The Court regarded “material” as an ordinary English word to be construed in the context in which it appears, so that the question was whether “any of the changes in financial position identified by the plaintiffs materially affected Arrium’s ability to repay the facilities and, most immediately, those due in July 2017.”

Were established changes in financial position material?

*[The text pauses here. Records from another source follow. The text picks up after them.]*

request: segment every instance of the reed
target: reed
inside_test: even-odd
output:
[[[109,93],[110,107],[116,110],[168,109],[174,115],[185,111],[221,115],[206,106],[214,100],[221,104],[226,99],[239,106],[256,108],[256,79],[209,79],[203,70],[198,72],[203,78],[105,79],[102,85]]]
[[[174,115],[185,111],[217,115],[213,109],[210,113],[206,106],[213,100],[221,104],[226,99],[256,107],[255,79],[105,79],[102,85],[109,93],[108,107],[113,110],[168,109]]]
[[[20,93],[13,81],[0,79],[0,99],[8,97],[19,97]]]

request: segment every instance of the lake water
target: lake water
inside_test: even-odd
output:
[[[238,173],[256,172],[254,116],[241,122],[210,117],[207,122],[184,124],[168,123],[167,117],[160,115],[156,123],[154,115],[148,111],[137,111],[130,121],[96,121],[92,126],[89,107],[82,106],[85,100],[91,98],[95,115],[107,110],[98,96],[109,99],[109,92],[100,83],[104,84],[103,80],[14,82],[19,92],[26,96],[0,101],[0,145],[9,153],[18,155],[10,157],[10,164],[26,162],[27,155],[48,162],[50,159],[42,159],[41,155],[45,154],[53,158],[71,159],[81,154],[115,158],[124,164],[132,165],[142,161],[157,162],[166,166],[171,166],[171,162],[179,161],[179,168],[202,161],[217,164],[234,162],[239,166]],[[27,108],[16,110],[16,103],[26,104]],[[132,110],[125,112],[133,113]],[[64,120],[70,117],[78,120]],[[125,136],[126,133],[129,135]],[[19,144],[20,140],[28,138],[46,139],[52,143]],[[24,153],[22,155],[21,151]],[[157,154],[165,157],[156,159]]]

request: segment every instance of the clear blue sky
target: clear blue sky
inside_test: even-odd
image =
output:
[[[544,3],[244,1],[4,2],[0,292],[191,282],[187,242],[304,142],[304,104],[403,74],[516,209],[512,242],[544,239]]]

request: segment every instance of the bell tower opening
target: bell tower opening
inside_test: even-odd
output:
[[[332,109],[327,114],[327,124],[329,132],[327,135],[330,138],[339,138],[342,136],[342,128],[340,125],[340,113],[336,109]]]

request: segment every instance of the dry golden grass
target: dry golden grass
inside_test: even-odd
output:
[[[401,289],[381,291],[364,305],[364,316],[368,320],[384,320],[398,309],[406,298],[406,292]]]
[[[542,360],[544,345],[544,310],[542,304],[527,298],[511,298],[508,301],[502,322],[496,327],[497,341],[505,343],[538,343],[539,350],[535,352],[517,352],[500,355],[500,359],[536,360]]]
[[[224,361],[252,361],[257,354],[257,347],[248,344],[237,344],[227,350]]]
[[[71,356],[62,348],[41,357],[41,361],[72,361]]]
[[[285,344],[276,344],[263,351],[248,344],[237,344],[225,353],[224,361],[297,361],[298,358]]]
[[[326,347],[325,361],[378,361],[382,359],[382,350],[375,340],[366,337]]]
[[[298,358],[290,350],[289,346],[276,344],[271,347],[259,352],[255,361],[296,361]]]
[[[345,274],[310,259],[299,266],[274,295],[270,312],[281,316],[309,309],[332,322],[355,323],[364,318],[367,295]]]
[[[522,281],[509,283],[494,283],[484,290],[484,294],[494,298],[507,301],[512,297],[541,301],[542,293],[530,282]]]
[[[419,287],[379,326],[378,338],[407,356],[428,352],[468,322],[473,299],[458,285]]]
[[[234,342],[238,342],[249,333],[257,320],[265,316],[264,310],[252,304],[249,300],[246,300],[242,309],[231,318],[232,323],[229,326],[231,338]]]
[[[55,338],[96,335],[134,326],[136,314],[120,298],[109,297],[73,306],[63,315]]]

It is also informative to consider the Court’s conclusions on materiality:

The result was that the Court held that there was a change in Arrium’s financial position which had a MAE on, and from, 11 February 2016 (being the adoption of the going concern note) but there had been no prior MAE.

10 key takeaways

In summation, the 10 key takeaways from the judgment in relation to MAC clauses are as follows:

  1. MAC clauses are to be interpreted, in the same way as other contractual terms, by reference to the words actually used, the context in which they appear and, in a commercial contract, what a reasonable business person would understand those words to mean.
  2. Quantitative measures of readily established facts (such as percentage declines in revenue, net tangible assets, net profits and the like) are to be strongly preferred over qualitative measures requiring complex analysis and the exercise of judgment over which views can legitimately differ.
  3. Unarticulated (“amorphous”) qualitative criteria are particularly problematic, both to apply in practice (such as with regular drawdown notices) and to prove, resulting in dangerous and potentially very costly, uncertainty.
  4. Whether there has been a MAC or MAE will an objective question unless the contract provides that the issue is to be determined by reference to the subjective opinion of a party.
  5. Even where a party’s subjective opinion is relevant, there is significant potential for a costly and uncertain contest as to whether that subjective opinion needs to be held in good faith (invariably yes) or needs to be reasonably based (depends, so should be made clear in the drafting) and, if so, whether those requirements have been satisfied.
  6. Shortfalls against budgets or forecasts are not changes in financial position and, if that is the desired result, the drafting again needs to make that clear.
  7. Declines in gearing, interest rate cover and other ratios are unlikely to be “material” where they do not result in a breach of any express ratios covenants, which are a much clearer measure of an adverse development in any event.
  8. The onus is on the party alleging a MAC to prove what changes occurred, and that they had the alleged material adverse change or effect, and how that party acted after they became aware of the relevant facts may be also be relevant to an assessment of at least materiality but also other things such as waiver or estoppel.
  9. The traditional reluctance to rely upon MAC clauses to call breaches or defaults is well justified.
  10. Never rely on only a (qualitative) MAC clause as the sole basis for default (unless you are really desperate).